# Xp3 & Penguin 350 Noise Level



## Fresh (Feb 8, 2004)

if anyone happens to have this setup, how loud is it? i remember the xp3 being pretty quiet. trying to figure out where to set up the tank and the only spot i like is next to my bed cause of how the room is setup. wondering if it'll be too loud to sleep through.


----------



## Sacrifice (Sep 24, 2006)

I've personally slept in a room with my XP3 and it was no big deal, very very quiet. However I've never found a HOB to be quiet at all and I do mean motor noise and not just the water hitting the surface.


----------



## JoeDizzleMPLS (Nov 5, 2007)

I could barely hear my XP3 motor humming when I was standing right next to it, so I would guess it wouldn't be an issue at all, especially if it's in a closed stand. I did have a tank with 2 Penguin 350s right next to my bed, the only sound I could hear was the water running back into the tank, it wasn't very loud, I thought it was kinda relaxing actually.


----------



## Sacrifice (Sep 24, 2006)

Yeah I always think that they're going to be relaxing as well until I lay down and they start driving me crazy, LOL. I couldn't even go to sleep at night if my water level was too low and I could hear my HOB splashing a little. I remember several night getting up at midnight just to fill my tank because it was driving me crazy. I'm so glad that now I have an entire basement to put these tanks in so I don't have to worry about the noise at all.


----------



## JoeDizzleMPLS (Nov 5, 2007)

Yeah, it's definitely not relaxing when the water level gets low and it's making the splashing sound, but when the tank is topped off it makes a really quiet trickling sound and that doesn't bother me at all -- I do need some type of noise to go to sleep tho, whether it's the TV, music, whatever... so it might bother some people.


----------



## VJventrella (Feb 16, 2007)

My Rena Xp3 is pretty quiet. Its in my room and i sleep just fine...There is a slight hum from the motor but nothing crazy.


----------



## Fresh (Feb 8, 2004)

i really stay on top of the level so that should be no issue. i've never had an issue with my 30g and the xp3 years ago but that was about 15 feet away from where i want to put the 55g now. i hope i dont regret it lol its the only spot i really want it at.


----------



## e46markus (Dec 9, 2010)

The only thing which may get annoying is the bio-wheel.
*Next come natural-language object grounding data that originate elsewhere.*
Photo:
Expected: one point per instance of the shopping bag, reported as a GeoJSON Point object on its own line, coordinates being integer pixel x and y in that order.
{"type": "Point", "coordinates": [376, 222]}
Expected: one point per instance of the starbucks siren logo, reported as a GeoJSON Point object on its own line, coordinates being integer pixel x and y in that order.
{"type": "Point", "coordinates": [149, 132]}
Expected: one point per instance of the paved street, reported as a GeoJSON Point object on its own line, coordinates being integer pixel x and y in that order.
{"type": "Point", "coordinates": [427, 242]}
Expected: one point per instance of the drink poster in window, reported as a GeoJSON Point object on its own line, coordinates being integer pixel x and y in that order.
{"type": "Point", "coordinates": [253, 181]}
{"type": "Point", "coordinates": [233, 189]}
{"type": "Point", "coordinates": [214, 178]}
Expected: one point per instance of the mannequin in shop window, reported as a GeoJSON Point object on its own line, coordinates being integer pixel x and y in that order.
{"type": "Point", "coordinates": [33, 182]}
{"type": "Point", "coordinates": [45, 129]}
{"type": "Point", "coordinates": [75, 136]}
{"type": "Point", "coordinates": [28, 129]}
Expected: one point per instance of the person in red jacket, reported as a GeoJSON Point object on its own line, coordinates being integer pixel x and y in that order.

Other then that assuming you keep the tank filled i cant forsee it making too much noise.


----------



## Fresh (Feb 8, 2004)

my brother keeps telling me the sound of the water will annoy me while sleeping but thats cause it bothered him with his past set ups. never really had an issue myself but never had a 55g this close to bed, i'm gonna go for it. really just dont like the other location.


----------



## sick of chiclids (May 25, 2010)

i have a penguin 350, emp 400, and ehiem 2224 on my 110g about 3' from my bed and its not bad. although i am replacing the emp with a 2217 in the next few days.


----------



## Fresh (Feb 8, 2004)

true, yea i figured it wasnt an issue soundwise


----------